December 18, 2017





If you have not seen the Gold Ore Glaze pieces by Van Briggle Pottery; they are somewhat difficult to find.  Produced in 1956 for only a few months, the pieces are limited in numbers.  They do occasionally pop up at antique shows and sales, but are more often than not unidentified.  The clay color showing on the bottom is a beige-color similar to other pieces known as “Anna Van” produced by Van Briggle with a tan, smooth clay during the 1955-1968 period.

A Colorado Springs Gazette Telegraph article states “SOMETHING NEW…Visitors to the Van Briggle Pottery have long been interested in such things as ‘throwing on the potter’s wheel’ and the huge kilns in which pieces are baked, but this year they’ll see something new – the dipping of pottery pieces into a solution containing gold.  After being dipped the pieces are glazed.”  The article continues by saying that powdered gold ore from Cripple Creek Gold Mines is incorporated to give the final product a speckled effect.

Several different Van Briggle designs have surfaced, and most bring high prices through online auction, due to the novelty of the glaze.  One report of a Gold Ore Despondency has been documented; however, most of the pieces are of small to medium size.

Several different bottom markings have been noted.  Some pieces will have “Gold Ore Glaze Made in Colo Spgs.” on the bottom – with or without the addition of the words “Van Briggle”;  others will have a “G” within an “O” indicating Gold Ore, and “by Van Briggle Colo. Spgs.”

In today’s market – obtaining a Van Briggle Gold Ore Glaze just might be the easiest way to own your piece of gold!



First advertised as “the browns and greens found in a mountain crag!”  This has also been described as a honey brown with green over spray.

Later, the name was inadvertently recorded as Mt Craig; and remained as such until the early 1920s literature was located!

Produced during the 1920s until the Flood of 1935, when the formula was lost.

A potter who remembered the formula, made one batch of Mt. Crag Brown in the 1950s.



Roundhouse Blue

During Van Briggle Art Pottery’s relocation from the Roundhouse in the fall of 2008, a room was opened upstairs which had previously been sealed shut. When the door was pried open, the 5 ft. x 8 ft. room was found to contain a fine white powder approximately 3 feet deep. Craig Stevenson was consulted, and it was determined that this was the exhaust from the spray booth dust collection system. Under the assumption that this was all glaze material, the decision was made by Craig to collect this powder for possible future use by the company.

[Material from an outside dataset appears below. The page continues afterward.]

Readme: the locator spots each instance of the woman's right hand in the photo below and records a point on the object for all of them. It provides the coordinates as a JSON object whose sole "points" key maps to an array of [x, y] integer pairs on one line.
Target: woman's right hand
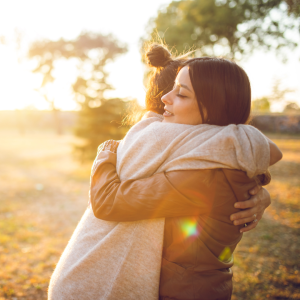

In May 2009, after the pottery was in operation at 1024 S. Tejon St. location, Stevenson added water to a sample of the powder and dipped a V4 (for 2004)butterfly bowl, etched by D.R. and bisque fired in 2004. The result was a higher gloss than desired, and somewhat uneven and speckled; however, it was a beautiful denim blue in color.

Stevenson granted Ned Tonge permission to continue working with the glaze. Gary Dhondt, master glazier at Van Briggle, was consulted and he taught Ned the current method of mixing and refining a small ten pound batch of the powder. Another butterfly bowl poured in red clay, etched by Candy Curtis and marked AO (for 2010) was used with this test batch. Not certain of the amount of glaze to use, Ned dipped the butterfly bowl into the glaze, drained it, and then turned it upside down and dipped it halfway again. When this was fired, the double-thick part was a beautiful matte denim blue with a speckled finish. It was then that the staff knew they had something special!

The name “Roundhouse Blue” was suggested by a long-time friend of the pottery; and the glaze was placed into limited production. Ned, Candy & Gary have produced some dramatic effects with this glaze on butterfly bowl, dragonfly, rabbit and a few other molds.

While the “exhaust spray powder” might be analyzed for reproduction; it was this 40+ year of accidental accumulation that yielded a most remarkable glaze effect!

Information provided by Ned Tonge.



Russet was in use from approximately 1978 to 1983.  

Robert Wyman Newton recalls the story that he designed the “monkey mug” shortly before 1978; and they were produced in Moonglo.  He thought it inappropriate to have a white monkey; and encouraged them to develop a brown glaze.  Jeff Stevenson was a young man working at the pottery at that time, and experimented with the glazes until he developed what is now known as Russet.